The prevailing framework on emotional rationality assumes a dichotomy between reasons bearing on “fittingness” (e.g., reasons against amusement because the joke isn’t funny)—and the “wrong kind” of reasons (e.g., moral reasons against amusement at racist jokes). I argue that this framework creates a false choice: a reason for an emotion either concerns fittingness, or is extraneous, like a moral or prudential bribe. I introduce a distinct class of reasons that are neither. My argument is based on my view that emotions are practical stances with internal aims. From this stance-based view, I identify three new sources of reasons that also provide avenues for emotional self-regulation.

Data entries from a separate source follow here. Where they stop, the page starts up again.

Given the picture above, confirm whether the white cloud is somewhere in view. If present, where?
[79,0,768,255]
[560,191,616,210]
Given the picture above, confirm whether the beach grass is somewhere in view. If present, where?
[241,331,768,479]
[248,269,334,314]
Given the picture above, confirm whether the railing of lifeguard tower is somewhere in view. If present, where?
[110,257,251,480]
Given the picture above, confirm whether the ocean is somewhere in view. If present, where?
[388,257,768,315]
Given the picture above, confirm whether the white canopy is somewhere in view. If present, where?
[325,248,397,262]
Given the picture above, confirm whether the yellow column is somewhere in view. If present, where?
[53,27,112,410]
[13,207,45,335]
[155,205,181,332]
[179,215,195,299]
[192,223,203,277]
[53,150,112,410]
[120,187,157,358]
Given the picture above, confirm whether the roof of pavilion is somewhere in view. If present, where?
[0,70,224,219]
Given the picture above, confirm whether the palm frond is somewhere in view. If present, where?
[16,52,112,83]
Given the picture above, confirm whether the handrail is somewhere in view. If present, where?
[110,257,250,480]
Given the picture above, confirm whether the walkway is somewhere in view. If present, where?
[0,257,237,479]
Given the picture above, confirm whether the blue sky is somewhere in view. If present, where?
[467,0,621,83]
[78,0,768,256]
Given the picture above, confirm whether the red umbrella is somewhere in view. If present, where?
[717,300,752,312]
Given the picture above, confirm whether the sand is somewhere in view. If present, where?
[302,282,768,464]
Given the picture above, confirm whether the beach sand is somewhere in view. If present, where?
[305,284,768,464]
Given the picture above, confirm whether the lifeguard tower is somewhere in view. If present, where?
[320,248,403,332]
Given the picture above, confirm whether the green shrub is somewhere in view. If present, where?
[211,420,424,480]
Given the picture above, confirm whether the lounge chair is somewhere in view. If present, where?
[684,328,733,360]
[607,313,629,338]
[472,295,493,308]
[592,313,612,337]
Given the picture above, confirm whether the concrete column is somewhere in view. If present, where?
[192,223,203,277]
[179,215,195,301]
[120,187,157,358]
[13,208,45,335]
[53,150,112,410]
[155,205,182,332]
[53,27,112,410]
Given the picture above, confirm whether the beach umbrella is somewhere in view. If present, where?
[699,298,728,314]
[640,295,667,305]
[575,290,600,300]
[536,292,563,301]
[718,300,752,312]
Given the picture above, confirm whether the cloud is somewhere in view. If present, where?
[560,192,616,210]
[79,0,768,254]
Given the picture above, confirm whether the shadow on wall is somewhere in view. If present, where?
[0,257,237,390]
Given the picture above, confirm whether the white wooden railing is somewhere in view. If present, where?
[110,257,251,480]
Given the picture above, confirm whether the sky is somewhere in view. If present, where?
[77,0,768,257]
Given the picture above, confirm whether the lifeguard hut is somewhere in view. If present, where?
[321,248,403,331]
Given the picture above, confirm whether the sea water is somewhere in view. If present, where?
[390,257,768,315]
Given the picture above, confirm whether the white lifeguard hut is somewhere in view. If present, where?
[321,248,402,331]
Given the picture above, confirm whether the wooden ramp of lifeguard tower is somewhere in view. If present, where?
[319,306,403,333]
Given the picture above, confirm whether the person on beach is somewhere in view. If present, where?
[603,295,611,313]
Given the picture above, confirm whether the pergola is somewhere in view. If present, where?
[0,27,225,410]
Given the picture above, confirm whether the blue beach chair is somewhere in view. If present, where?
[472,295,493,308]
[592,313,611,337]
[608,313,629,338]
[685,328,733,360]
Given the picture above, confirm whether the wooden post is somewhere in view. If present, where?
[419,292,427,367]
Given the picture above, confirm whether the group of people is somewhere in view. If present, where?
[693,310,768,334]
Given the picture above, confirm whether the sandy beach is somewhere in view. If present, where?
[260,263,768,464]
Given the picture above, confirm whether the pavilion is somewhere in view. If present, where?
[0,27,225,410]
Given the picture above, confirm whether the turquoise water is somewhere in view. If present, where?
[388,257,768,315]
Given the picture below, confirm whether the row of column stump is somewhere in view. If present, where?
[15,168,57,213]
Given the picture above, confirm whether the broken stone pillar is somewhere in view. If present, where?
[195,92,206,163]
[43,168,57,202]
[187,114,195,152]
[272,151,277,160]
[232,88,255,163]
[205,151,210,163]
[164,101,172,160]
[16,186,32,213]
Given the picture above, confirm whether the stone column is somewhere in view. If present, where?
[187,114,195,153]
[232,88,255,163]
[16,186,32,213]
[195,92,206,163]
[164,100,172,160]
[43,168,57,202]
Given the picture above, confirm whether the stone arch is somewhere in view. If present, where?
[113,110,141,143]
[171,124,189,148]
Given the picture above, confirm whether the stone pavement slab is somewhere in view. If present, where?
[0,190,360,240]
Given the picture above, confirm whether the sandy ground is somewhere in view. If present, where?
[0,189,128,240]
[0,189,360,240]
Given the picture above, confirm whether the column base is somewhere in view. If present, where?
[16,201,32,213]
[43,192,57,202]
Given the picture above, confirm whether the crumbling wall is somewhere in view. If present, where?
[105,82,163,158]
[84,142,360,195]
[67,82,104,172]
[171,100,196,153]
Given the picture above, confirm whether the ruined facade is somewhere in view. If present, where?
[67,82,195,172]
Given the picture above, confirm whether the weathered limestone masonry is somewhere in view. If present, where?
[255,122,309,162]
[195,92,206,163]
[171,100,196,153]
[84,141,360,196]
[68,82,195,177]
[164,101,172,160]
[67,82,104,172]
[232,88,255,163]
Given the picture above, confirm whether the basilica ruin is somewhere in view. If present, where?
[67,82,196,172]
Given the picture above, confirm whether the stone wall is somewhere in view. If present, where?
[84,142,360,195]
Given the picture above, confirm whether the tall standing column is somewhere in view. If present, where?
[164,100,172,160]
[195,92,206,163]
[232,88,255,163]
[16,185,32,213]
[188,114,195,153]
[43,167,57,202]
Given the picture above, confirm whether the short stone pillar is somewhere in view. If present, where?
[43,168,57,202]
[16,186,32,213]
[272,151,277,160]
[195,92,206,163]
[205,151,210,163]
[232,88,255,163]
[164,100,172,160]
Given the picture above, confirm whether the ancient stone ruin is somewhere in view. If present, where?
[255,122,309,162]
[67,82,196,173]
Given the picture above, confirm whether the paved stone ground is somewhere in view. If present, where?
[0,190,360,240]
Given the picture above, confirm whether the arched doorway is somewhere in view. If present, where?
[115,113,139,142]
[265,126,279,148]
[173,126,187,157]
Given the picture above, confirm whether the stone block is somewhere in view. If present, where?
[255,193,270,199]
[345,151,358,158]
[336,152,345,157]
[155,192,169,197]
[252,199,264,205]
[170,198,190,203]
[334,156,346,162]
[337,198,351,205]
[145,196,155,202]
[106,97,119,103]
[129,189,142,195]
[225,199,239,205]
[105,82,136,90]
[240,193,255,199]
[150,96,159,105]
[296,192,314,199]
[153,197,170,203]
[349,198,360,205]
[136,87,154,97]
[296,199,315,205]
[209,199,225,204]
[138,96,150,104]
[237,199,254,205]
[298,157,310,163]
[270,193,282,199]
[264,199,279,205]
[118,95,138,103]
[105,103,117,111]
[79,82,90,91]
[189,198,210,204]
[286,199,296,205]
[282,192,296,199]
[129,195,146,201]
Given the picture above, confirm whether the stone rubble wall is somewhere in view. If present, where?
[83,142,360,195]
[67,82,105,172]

First, an emotion can be self-defeating when the very orientation it consists in (e.g., fear’s defensiveness) actively undermines its own aim (e.g., protection). Second, an emotion can be parochial qua stance by locking one into a single, narrow mode of orientation, thereby precluding other stances that the situation calls for. Third, an emotion can lose its normative force following an agential transformation, wherein its practical aim is taken over and fulfilled by one’s action, thus dissolving the normative push for the emotion. Crucially, in any of these cases, an emotion can be irrational even if it remains fitting—the threatening or frightening object might still be present. These reasons are also not external bribes from prudential or moral considerations; instead, they are internal rational constraints generated by the emotion’s own structure and aims. By developing this expanded toolkit for emotional introspection, my aim is to provide new, practical avenues for emotional self-regulation.